それに、ちょっと引っかかるぞ。カイン皇子たちが居るのを見て、エルザ様を探しているのかと思いきや、「いらっしゃるとお伺いした」と言われたな。ということは、誰かに聞いたということ。
先ほどの「ドミニク」と言い、少し離れただけで色々情報が追いつかなくなっている。
そして、今度はこっちを見ているではないか。
ということは、ダービー伯爵とご夫人の話は私からした方が良いな。サルバトーレ様のことで色々動いてくださったようだし、ここは隠し事なしで伝えた方が良いだろう。
「お嬢様、ダービー伯爵とご夫人ですが、残念ながらお亡くなりになられました」
「……え?」
「捕らえられている最中に召し上がった昼食……鴨肉にサラダ、スープ、ドライフルーツにチョコレート、それにお水というメニューに毒が混入されていたようでして。私が見たところ、青いグラスに注がれたお水に反応……お嬢様?」
「ベル嬢、お顔の色が……」
もっと、オブラートに包めばよかったのかもしれない。
話が進めば進むほど、彼女の顔色が真っ青を通りこし真っ白になっていく。隣に居て気づいたシン様が声をかけるも、それどころではないようで虚空を見つめ続けている。……失敗したな。

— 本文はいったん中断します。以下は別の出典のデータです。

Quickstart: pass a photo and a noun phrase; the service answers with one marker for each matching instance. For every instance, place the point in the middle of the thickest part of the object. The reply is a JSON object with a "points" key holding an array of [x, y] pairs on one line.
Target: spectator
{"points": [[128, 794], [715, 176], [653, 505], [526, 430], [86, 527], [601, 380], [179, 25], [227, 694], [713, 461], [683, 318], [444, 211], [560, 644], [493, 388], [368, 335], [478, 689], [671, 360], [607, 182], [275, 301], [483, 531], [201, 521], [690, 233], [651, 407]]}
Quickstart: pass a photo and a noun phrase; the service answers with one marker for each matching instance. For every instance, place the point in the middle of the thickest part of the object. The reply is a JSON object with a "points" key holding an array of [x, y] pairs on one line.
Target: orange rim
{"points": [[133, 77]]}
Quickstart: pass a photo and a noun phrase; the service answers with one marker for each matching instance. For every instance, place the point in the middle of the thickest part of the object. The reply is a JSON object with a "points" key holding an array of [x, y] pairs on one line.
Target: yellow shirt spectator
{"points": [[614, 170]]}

「……サヴィ様も、同じものを食べたのでしょう? 彼は大丈夫だったの?」
「いいえ、同じものではありませんでした。サルバトーレ様のは、オマール海老のハーフポワレ、ローストビーフのミニサラダ、スープ、ブラッドオレンジのタルトとこれまた豪華なもので。それに、彼はちょうど傷口が開いてしまい、治療中で口にしていなかったのです」
「……やっぱり。これって……」
「お嬢様? ……お嬢様!」
相当、ショックだったらしい。
フラッとしたかと思えば、お嬢様はそのまま倒れるように気を失ってしまわれた。
ちょうど隣に居たシン様に支えられて、ことなきを得たが。やはり、話すべきではなかったな。もう少し、喜びが落ち着いてからにしておけば、感情の振り幅が大きすぎて倒れることはなかったのに。
シン様の腕の中に居るお嬢様の脈を測っていると、旦那様と奥様を筆頭に、部屋の中に居た人たちが集まってきた。

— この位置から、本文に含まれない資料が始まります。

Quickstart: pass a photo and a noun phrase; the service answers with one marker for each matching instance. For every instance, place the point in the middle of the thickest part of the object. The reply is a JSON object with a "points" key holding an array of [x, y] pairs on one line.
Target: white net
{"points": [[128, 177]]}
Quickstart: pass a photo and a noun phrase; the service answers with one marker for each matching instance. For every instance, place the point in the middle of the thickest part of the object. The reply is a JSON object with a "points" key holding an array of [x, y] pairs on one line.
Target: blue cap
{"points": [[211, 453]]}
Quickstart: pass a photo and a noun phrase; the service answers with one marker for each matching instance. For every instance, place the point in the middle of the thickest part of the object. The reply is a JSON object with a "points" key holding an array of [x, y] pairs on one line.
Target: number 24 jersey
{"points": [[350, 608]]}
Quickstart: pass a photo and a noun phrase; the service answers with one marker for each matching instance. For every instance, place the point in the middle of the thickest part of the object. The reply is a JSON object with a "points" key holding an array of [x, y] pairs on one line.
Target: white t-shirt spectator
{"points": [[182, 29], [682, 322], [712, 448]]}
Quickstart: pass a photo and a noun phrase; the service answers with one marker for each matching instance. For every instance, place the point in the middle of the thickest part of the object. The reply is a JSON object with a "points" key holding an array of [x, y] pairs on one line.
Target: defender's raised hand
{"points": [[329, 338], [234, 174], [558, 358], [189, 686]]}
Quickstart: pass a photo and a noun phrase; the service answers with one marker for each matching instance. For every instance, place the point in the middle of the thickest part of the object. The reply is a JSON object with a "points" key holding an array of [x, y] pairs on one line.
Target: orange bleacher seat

みんながみんな、お嬢様の名前を呼び続ける中、イリヤは私に状況を教えろとせっついてくる。それに応えると、「あちゃー……」と予想以上に落胆した表情をしたが……。
もしかしなくても、言ったらダメなことでもあったのだろうか。
思い出してみても、サルバトーレ様のご両親の死にランチメニューに……。やはり、知り合いが亡くなったからか? 説明してくれないと、わからんよ。